Some of the alcohol-tinged memories seem a shade too vivid, though by the morning she decides to get sober, her thought bubble’s contents are merely a scribble. During one memory, she acknowledges, “I couldn’t remember bringing anyone home, my brain incinerated by booze,” but I would have liked to have seen more of this struggle to remember—a visual rendering of those gaps that accompany years “spent in or attempting” the “euphoric, quiet, twilight birth” of blackout drinking.

Like Julie Delporte’s This Woman’s Work, another recent illustrated memoir that explores memory and femininity, Commute foregoes panels, freeing Williams from the confines of sequential structure. While Delporte’s colored pencils build a woman’s world with pastels and loops of cursive, Williams’s visual style is less conventionally feminine: stark, mostly black and white with striking pops of color, and all-caps lettering. Yet Williams’s story is no less of a woman’s than Delporte’s. Commute thrums with the tension between desire and wanting to be desired during murky past encounters with men, who, when summoned through memory, transform into archetypes along the spectrum between nostalgia and trauma: “the first dick I ever saw”; the bartender who “knew I was young and fed me free whiskey”; the professor whose body looked like “a naked bunch of old plastic bags”; the guy who “called me and hung up so incessantly that I had to threaten him with a restraining order”; the man who “dragged me drunk away from a beach party to a neighbor’s yard and raped me.” An even deeper childhood trauma surfaces, though it is not fully explored.

As with her commute, Williams’s memories are specific, yet there’s something commonplace in her objectification as she navigates the world in a cisgender female body, “what it feels like to be treated only as a body, an assembly of holes.” She writes: “It’s the monotonous and mundane tragedy of every woman you know.” These experiences do not stay neatly in the past; they affect how we behave in the present.

When I’m about to get off the train at night I take inventory of the train car.

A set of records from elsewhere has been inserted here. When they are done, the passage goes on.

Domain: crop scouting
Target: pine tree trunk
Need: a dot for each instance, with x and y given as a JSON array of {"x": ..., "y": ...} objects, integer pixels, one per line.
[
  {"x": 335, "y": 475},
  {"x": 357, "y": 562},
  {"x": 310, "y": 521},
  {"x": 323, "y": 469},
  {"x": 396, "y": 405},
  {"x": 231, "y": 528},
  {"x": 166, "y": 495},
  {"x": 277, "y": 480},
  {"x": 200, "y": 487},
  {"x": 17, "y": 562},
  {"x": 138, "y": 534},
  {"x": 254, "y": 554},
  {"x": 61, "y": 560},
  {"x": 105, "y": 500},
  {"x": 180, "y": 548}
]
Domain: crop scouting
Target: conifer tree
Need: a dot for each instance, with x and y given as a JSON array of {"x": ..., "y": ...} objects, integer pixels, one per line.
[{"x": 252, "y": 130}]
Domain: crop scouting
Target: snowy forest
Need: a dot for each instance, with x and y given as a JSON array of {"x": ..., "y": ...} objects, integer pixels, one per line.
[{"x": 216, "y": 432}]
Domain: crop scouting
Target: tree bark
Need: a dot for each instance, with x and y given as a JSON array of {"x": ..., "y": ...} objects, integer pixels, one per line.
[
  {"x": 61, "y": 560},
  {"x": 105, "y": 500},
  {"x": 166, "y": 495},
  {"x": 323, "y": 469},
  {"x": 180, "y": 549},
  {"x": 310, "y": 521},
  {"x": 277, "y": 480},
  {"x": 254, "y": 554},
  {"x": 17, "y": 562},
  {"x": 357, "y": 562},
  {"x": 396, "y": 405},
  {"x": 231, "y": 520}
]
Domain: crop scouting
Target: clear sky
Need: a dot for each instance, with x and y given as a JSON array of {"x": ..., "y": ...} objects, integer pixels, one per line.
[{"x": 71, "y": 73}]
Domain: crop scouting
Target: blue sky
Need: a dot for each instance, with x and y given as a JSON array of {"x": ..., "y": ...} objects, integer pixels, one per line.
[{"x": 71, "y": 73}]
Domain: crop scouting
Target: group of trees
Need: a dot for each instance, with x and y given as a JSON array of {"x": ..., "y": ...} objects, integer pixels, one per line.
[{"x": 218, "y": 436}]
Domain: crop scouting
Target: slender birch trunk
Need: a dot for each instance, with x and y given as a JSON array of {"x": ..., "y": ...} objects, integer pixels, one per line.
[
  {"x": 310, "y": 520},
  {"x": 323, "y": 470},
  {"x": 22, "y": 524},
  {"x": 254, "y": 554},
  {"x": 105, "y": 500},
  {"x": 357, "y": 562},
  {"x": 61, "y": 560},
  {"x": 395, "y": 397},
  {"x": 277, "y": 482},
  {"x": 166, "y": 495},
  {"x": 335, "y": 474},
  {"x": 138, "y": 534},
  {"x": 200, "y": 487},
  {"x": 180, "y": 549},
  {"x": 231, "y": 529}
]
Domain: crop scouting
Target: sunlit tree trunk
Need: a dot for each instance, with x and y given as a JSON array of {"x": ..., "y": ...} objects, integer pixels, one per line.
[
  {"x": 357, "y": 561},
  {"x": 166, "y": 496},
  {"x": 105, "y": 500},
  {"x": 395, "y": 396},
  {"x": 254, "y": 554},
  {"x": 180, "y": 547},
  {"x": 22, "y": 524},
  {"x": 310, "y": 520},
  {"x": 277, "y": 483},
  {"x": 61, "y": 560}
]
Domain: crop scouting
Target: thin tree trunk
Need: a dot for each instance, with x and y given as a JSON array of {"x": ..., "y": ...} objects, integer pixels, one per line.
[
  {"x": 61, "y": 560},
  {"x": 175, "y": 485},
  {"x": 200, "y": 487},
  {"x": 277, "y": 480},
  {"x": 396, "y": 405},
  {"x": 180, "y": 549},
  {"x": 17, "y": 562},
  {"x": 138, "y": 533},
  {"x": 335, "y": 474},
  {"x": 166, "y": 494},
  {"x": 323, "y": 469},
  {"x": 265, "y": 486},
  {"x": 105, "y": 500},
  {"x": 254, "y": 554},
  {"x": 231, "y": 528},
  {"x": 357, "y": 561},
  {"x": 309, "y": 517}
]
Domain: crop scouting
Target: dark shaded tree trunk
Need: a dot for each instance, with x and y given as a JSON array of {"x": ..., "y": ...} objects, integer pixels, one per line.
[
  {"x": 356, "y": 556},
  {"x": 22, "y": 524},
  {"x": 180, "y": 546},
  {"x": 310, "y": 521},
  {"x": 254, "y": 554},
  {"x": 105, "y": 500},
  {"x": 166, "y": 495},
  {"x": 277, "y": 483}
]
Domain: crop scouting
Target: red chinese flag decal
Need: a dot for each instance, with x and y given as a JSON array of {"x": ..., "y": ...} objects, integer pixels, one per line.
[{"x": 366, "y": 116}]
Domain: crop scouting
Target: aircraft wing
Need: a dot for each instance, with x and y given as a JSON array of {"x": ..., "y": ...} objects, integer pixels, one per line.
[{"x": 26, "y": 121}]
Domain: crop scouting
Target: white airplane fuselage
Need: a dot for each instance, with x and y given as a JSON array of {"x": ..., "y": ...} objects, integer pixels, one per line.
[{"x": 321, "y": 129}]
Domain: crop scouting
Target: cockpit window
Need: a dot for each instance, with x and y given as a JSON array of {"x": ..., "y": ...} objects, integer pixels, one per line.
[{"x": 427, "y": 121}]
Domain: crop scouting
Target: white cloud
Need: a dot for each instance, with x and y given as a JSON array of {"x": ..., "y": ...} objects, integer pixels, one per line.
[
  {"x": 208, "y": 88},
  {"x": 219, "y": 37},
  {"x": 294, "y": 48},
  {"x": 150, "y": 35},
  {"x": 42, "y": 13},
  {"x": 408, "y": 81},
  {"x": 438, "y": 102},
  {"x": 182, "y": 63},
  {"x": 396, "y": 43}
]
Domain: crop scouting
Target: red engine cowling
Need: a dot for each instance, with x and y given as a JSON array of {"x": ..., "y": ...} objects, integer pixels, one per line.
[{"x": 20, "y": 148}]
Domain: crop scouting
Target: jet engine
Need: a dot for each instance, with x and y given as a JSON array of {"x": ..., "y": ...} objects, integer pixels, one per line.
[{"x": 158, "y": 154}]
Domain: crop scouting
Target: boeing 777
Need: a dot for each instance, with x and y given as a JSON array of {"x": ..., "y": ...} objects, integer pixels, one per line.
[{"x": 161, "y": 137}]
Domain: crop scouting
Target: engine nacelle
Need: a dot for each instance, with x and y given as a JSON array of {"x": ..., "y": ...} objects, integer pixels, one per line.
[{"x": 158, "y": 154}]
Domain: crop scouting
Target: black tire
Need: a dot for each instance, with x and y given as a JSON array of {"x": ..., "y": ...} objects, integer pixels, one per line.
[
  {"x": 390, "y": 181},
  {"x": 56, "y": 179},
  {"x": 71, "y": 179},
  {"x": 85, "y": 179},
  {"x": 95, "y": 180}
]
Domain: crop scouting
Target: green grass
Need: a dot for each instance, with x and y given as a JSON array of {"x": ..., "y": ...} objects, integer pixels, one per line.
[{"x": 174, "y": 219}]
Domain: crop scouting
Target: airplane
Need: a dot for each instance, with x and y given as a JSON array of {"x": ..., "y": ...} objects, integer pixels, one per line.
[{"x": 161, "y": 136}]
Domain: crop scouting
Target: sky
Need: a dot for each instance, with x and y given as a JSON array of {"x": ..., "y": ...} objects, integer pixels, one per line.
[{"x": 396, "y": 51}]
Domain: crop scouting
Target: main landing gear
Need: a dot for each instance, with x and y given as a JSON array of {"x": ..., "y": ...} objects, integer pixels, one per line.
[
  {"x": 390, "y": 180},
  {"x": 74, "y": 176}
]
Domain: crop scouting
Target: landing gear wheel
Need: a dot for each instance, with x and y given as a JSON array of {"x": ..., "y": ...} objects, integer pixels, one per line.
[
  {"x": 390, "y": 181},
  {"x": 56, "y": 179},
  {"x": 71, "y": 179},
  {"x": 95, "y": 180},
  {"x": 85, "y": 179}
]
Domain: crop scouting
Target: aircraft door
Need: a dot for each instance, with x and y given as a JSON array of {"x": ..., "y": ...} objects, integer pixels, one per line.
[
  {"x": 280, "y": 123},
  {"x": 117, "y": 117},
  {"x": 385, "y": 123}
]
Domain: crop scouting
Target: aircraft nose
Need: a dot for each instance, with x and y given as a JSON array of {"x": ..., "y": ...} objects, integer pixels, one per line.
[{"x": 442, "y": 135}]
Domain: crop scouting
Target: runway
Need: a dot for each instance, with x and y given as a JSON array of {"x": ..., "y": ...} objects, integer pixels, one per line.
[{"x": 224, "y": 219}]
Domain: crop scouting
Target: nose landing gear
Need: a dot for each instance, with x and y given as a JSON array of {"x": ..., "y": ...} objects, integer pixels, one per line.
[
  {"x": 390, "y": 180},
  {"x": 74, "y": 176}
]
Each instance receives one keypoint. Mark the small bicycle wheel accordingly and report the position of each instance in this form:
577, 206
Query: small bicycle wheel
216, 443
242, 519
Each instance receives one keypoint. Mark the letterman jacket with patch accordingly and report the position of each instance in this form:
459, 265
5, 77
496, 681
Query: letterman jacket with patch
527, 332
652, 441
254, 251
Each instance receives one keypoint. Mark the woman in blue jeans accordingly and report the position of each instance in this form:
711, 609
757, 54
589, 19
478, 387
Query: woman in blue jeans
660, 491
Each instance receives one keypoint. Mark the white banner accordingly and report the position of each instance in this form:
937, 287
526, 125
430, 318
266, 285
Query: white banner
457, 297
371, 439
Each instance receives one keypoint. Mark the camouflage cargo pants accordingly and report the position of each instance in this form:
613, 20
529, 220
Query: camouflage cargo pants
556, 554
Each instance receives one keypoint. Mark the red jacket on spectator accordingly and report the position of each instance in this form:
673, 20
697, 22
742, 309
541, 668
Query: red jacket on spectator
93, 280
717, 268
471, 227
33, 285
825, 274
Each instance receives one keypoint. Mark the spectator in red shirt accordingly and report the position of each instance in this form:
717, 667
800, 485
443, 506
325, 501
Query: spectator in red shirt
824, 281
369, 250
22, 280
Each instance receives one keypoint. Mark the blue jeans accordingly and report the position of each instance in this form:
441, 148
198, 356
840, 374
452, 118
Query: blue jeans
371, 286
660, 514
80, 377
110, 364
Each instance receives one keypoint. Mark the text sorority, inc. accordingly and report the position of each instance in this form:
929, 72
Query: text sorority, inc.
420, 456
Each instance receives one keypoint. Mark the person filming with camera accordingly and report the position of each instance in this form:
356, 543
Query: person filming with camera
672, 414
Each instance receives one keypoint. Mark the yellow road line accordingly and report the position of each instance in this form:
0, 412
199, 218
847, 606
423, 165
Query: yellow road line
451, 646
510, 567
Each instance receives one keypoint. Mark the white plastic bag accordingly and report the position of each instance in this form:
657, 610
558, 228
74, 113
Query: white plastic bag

Often I’m the only woman.

I’m scared.

It’s me and two men. I decide which one of them is more likely to rape me and which is more likely to intervene during the rape to save me.

The triumph of Commute lies in Williams’s effort to make the male gaze visible through 300 pages that render a distinctly female one. The whiteness of her gaze, however, remains uninterrogated; though perhaps beyond the scope of an already broad project, the racial implications of looking and making assumptions go unmentioned. From her illustrations, readers can see that Williams is white, along with every other character, aside from a few strangers on the train and men staring on the street. But her decision not to mention race limits the potential universality of a story that centers white femininity as the default, rather than acknowledging the narrowness of its specificity.

Nonetheless, Commute is a necessary addition to the medium of graphic narrative, long dominated by men. Its publication is timely, part of the massive cultural shift in the wake of #MeToo, as women continue to share stories that, for so long, went unspoken. The gravity of its themes is balanced by its frank humor, which makes for an engaging read, especially while riding a train.